On the latest episode of James Martin’s Saturday Morning, the TV chef shared how to make a delicious apple and honey jalousie.
The “classic” recipe is a French-style patisserie that involves frangipane and honey. James used local honey from a supplier in Oxfordshire called Honeys of Henley.
Instead of apple puree, home cooks can use apple sauce from a jar to simplify the recipe and to add “tanginess”.
To make the recipe even more simple, James recommends using ready-rolled all-butter puff pastry which doesn’t need to be rolled out as it’s already the correct size.
James described the “simple” pastry as “delicious” and served it with a drizzle of honey and clotted cream.
On the TV chef’s website, it reads: “This sweet French patisserie pastry is easy to make, using shop-bought puff pastry.”
How to make apple and honey jalousie:
Ingredients:
For the filling:
- 1 large Bramley apple poached blitzed with 50ml honey
For the frangipane:
- 125g butter, softened
- 125g caster sugar
- 125g ground almonds
- 50g plain flour
- 2 eggs
- 2 tbsp honey
- 1 egg yolk to egg wash
- Demerara sugar to sprinkle
To serve:
Method:
1. Firstly, preheat the oven to 160°C.
2. To make the frangipane, combine the butter and sugar in a blender or mixer until it’s white and fluffy.
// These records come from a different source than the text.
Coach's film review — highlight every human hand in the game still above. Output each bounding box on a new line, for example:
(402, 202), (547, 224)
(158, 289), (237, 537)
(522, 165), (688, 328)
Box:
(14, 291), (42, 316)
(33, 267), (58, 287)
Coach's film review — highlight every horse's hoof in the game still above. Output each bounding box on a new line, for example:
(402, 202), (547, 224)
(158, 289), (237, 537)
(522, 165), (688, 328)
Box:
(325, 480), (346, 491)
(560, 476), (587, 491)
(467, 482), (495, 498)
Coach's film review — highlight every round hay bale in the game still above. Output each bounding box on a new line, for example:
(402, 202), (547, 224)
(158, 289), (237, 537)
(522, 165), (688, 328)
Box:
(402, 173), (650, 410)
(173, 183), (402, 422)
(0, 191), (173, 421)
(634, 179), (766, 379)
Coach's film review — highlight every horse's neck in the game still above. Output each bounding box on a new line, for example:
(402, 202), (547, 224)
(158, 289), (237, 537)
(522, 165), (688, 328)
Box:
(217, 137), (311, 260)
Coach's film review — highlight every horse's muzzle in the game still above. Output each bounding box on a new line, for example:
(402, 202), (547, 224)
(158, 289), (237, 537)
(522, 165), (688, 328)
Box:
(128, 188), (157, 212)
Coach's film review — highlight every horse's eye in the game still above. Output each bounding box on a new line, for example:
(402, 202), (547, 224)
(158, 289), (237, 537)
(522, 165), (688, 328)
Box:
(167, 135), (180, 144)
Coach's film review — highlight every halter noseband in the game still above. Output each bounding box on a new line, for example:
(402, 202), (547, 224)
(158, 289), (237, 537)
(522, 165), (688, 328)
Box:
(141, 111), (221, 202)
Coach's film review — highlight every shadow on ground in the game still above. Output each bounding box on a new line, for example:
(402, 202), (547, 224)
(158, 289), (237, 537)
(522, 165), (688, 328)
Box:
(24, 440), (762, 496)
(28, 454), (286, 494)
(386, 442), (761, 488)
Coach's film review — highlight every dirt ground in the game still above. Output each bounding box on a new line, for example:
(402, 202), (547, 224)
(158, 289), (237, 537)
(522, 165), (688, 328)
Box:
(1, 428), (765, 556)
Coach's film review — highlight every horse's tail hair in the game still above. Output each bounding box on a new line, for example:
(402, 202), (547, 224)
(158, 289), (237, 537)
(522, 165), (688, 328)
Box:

Then, add the almonds, eggs, flour and honey and blend again until smooth.
3. Next, grease a baking sheet and put the puff pastry onto a lightly floured surface.
4. Cut two rectangles from the pastry – one slightly larger than the other. Dock the smallest one all over.
5. Fill the bottom of the pastry with the frangipane and apples before brushing the edges with egg wash.
6. Fold the top of the pastry in half lengthways and cut around two-thirds of the way through to make slats.
7. Top the bottom rectangle with egg wash before sprinkling all over with the sugar.
8. Bake the pastry for 25 to 30 minutes. Serve it warm with a drizzle of honey and clotted cream.